Military orders for Battle of Bunker Hill realize $22,050 A military document issued by General Artemus Ward of the U.S. Armed Forces just prior to the Battle of Bunker Hill in 1775 sold for $22,050 in a sale held Aug. 25 by Early American History Auctions.
News-Antique.com - Sep 12,2007 - MILITARY ORDERS FOR THE BATTLE OF BUNKER HILL, ISSUED JUNE 14-16, 1775,
SELL FOR $22,050 AT EARLY AMERICAN HISTORY AUCTIONS SALE HELD AUG. 25
(Rancho Santa Fe, Calif.) - An original, two-page military document issuing direct orders by the Commanding General of the American Forces in the days immediately preceding the famous Battle of Bunker Hill in 1775, sold for $22,050 in a mail bid and Internet sale held August 25 by Early American History Auctions (www.EarlyAmerican.com). All prices include an 18% buyer's premium.
The document is dated June 14-16, 1775, and contains regimental orders from General Artemus Ward, the Commander of the American and Continental and Patriot Militias at Cambridge (outside Boston). The dates are significant, since they coincide with the official founding of the United State Army by the Continental Congress. June 14th has forever since been celebrated as Flag Day here.
“This document was one of our favorite lots of the sale,” remarked Dana Linett, president of Early American History Auctions. “The winning bidder was a woman who bought it as a gift for her husband's collection. I'm sure he was very pleased. It's a true piece of American history.” Mr. Linett added the sale was “our most heavily bid-on auction of the year. Most lots exceeded their estimates.”
In other highlights:
The top lot of the sale was a 1694 Carolina Elephant Token, PCGS graded Very Fine-30, that crossed the block at $25,960. The piece was able to soar past the high estimate of $24,000 by its great condition, but also because of its rarity: on the side that says “God Preserve Carolina The Lord's Proprietor, 1694,” the “O” is over the “E” in 'Proprietor.' An elephant is clearly visible on the obverse.

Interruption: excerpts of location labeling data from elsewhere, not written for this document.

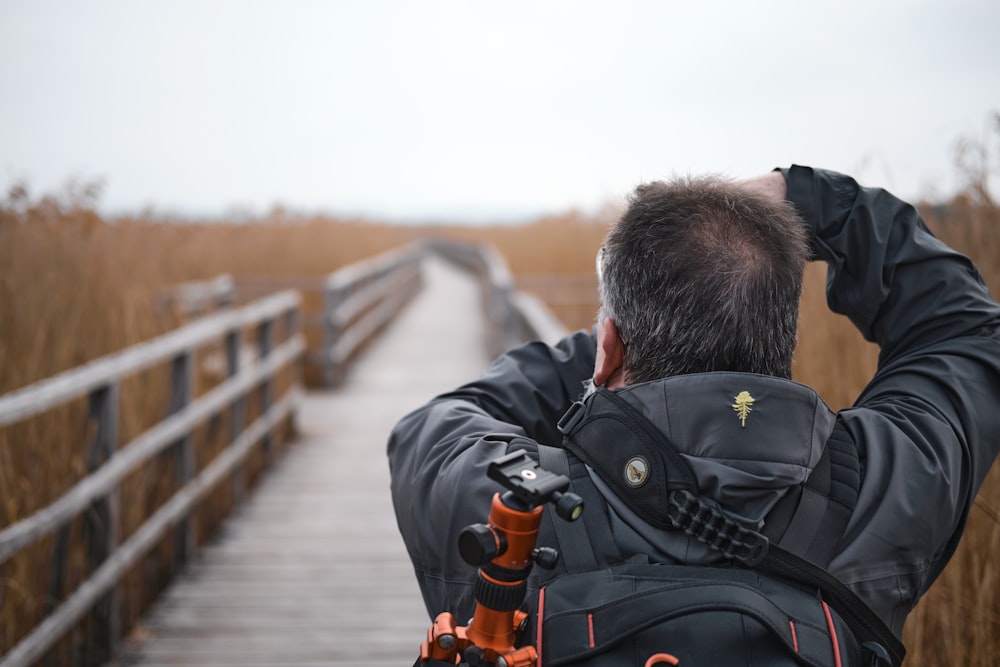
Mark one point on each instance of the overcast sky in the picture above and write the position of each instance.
(482, 110)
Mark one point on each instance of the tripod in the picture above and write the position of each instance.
(504, 551)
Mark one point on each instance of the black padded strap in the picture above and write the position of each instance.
(811, 520)
(868, 628)
(620, 619)
(575, 549)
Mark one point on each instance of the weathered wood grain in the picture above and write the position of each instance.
(311, 570)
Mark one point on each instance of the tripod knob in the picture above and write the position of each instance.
(478, 544)
(545, 557)
(568, 505)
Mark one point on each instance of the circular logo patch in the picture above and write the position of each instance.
(636, 471)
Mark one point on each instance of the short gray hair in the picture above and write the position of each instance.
(702, 275)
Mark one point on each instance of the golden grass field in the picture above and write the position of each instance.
(75, 287)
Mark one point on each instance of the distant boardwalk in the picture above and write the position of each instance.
(312, 571)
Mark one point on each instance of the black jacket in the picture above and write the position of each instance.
(927, 425)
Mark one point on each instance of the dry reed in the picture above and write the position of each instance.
(75, 287)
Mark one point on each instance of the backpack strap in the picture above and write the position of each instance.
(811, 519)
(672, 491)
(576, 549)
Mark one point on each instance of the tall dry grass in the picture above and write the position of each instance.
(74, 287)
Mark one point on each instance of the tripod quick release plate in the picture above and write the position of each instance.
(533, 485)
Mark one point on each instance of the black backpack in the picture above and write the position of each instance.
(770, 602)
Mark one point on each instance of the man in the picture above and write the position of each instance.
(700, 282)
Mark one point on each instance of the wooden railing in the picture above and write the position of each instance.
(357, 302)
(514, 316)
(98, 493)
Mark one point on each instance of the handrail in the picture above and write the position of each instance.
(99, 491)
(359, 300)
(515, 317)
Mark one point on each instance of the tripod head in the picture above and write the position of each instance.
(505, 552)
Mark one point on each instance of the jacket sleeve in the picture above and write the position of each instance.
(927, 422)
(439, 453)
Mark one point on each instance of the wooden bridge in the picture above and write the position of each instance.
(310, 568)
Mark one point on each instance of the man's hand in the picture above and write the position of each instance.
(771, 185)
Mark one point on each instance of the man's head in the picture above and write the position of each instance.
(700, 274)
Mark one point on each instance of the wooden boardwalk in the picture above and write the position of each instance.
(311, 570)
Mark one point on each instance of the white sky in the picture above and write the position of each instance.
(463, 108)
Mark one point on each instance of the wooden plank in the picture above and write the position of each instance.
(311, 570)
(34, 646)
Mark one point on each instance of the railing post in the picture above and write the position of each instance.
(238, 409)
(333, 296)
(265, 342)
(181, 392)
(102, 521)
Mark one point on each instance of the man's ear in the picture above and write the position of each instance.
(609, 367)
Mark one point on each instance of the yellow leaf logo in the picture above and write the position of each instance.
(742, 406)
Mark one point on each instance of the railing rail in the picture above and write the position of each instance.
(357, 302)
(514, 316)
(98, 492)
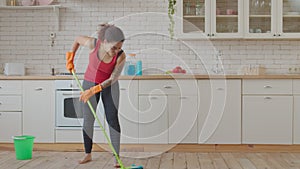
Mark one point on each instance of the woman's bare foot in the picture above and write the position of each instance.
(86, 159)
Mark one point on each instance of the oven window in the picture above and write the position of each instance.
(72, 108)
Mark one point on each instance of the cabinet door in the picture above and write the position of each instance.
(267, 119)
(128, 111)
(10, 125)
(226, 19)
(182, 119)
(296, 120)
(196, 18)
(261, 18)
(38, 110)
(153, 119)
(219, 120)
(289, 14)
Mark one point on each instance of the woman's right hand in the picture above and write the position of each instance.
(70, 60)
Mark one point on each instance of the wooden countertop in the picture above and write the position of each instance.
(156, 77)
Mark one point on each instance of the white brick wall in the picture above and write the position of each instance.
(24, 37)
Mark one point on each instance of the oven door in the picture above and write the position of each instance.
(68, 110)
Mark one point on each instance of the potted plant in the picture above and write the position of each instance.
(171, 12)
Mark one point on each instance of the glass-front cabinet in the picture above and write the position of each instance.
(211, 18)
(272, 18)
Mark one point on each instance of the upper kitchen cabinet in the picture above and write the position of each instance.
(272, 19)
(210, 18)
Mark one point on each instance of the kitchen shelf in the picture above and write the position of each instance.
(194, 16)
(291, 16)
(55, 9)
(260, 16)
(32, 7)
(218, 16)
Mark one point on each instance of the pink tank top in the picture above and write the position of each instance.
(98, 71)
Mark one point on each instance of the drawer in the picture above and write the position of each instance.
(159, 87)
(10, 103)
(271, 86)
(10, 87)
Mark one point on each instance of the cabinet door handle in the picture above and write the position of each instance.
(268, 98)
(167, 87)
(267, 87)
(71, 94)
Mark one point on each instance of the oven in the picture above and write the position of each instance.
(67, 105)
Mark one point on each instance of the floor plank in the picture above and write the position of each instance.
(170, 160)
(192, 161)
(205, 161)
(231, 161)
(167, 161)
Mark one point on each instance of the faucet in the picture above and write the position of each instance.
(217, 68)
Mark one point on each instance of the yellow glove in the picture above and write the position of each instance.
(70, 60)
(85, 96)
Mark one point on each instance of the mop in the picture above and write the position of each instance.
(104, 132)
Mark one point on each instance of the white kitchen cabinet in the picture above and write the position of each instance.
(296, 117)
(129, 111)
(168, 111)
(219, 120)
(153, 119)
(272, 19)
(210, 18)
(267, 112)
(10, 125)
(10, 109)
(39, 109)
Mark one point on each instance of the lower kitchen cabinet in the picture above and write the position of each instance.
(267, 111)
(296, 126)
(153, 119)
(182, 119)
(219, 120)
(128, 111)
(39, 110)
(267, 119)
(10, 125)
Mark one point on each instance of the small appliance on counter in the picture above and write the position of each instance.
(14, 69)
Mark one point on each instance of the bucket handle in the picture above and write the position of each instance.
(18, 138)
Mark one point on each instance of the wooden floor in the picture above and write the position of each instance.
(171, 160)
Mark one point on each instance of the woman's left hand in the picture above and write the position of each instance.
(86, 95)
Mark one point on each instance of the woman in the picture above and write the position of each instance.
(106, 61)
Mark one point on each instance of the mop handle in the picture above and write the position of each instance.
(101, 126)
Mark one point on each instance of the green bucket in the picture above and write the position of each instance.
(23, 147)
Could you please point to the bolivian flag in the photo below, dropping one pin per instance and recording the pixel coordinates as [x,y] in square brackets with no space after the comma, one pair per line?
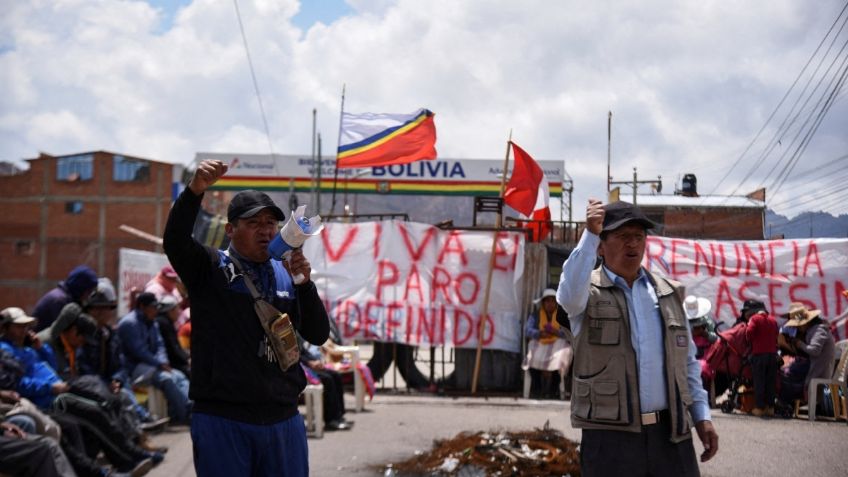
[376,139]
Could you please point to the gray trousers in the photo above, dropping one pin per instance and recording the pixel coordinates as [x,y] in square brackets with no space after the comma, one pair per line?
[647,453]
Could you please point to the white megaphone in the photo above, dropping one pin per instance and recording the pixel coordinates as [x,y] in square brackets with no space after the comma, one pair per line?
[293,234]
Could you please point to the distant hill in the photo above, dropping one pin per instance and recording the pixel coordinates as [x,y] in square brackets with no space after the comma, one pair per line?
[807,224]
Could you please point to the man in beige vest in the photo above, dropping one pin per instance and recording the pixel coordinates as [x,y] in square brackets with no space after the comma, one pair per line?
[637,386]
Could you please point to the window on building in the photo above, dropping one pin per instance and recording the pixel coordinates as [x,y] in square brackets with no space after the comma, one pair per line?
[73,207]
[75,168]
[659,219]
[24,247]
[130,170]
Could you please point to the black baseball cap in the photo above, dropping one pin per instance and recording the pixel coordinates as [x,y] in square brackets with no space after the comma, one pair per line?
[620,213]
[248,203]
[752,305]
[146,299]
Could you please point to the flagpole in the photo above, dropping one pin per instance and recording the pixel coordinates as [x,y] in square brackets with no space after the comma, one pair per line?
[482,325]
[336,175]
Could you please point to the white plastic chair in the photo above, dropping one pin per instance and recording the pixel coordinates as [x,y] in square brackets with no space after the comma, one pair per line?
[838,379]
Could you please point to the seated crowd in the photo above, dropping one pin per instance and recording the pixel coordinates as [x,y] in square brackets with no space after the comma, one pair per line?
[778,362]
[69,375]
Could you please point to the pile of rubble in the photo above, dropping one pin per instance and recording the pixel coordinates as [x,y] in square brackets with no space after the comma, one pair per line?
[529,453]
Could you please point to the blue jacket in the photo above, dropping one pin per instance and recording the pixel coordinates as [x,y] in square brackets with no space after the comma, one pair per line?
[80,280]
[101,355]
[39,375]
[141,341]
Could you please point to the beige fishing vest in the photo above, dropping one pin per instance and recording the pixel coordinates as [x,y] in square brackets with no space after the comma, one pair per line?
[606,383]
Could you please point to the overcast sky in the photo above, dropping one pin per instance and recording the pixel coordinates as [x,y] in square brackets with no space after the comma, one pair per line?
[690,83]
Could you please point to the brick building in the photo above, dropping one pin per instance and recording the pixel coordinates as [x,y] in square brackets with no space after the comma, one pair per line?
[66,211]
[690,215]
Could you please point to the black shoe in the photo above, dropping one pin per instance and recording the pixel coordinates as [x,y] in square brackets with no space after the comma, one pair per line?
[154,423]
[141,467]
[339,425]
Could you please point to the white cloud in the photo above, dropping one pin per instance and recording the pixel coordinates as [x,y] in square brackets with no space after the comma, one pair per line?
[689,83]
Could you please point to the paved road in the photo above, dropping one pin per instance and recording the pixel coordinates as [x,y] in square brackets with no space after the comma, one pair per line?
[393,427]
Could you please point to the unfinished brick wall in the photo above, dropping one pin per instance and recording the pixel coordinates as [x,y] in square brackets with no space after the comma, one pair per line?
[52,225]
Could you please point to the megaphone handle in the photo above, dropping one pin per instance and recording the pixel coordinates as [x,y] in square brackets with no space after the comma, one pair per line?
[299,278]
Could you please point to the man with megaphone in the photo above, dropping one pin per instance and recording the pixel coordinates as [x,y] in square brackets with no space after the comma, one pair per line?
[245,308]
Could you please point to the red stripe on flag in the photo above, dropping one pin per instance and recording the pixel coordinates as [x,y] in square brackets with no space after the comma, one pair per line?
[418,144]
[523,187]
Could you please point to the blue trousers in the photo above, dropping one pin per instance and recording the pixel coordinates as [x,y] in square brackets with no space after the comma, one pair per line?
[226,448]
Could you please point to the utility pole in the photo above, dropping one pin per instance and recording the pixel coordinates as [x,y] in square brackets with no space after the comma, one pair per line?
[609,149]
[635,183]
[315,183]
[567,186]
[318,195]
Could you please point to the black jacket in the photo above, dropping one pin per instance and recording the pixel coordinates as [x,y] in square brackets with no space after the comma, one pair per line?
[230,375]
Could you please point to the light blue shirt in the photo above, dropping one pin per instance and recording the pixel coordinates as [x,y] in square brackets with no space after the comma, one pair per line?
[646,327]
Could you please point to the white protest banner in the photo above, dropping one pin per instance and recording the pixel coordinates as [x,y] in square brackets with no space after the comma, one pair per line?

The biggest surprises of the sale was an 1860 ferrotype portrait pin of Abraham Lincoln – beardless – in choice near mint condition. The pin was expected to fetch no more than $1,800, but a pair of determined bidders drove the final gavel price to an astounding $12,980. The pin featured a sharp, clean image of Lincoln from his first presidential campaign, in an elegant, gilt brass oval frame.
An oil-on-canvas painting that served as cover art for the auction catalog, titled “President Jefferson and His Cabinet, 1801,” unsigned and in choice extremely fine condition, realized $11,800. Depicted in the 26” x 45.5” painting are President Jefferson, Vice President Aaron Burr, Secretary of State James Madison and other cabinet members, in an ornate, carved, gold-painted wooden frame.
A rare 5-cent Drink Sands Ale key encased postage merchant stamp, in choice extremely fine condition and one of only perhaps 10 in existence, soared to $10,620. The 5-cent denomination is the only one available to collectors. Others have been lost over time as to question their very existence. The example purchased was in excellent shape, with Thomas Jefferson clearly depicted on the obverse.
A valuable collection of Morgan and Peace silver dollars, 113 coins in all and encased in five Whitman folders, hammered for $9,660.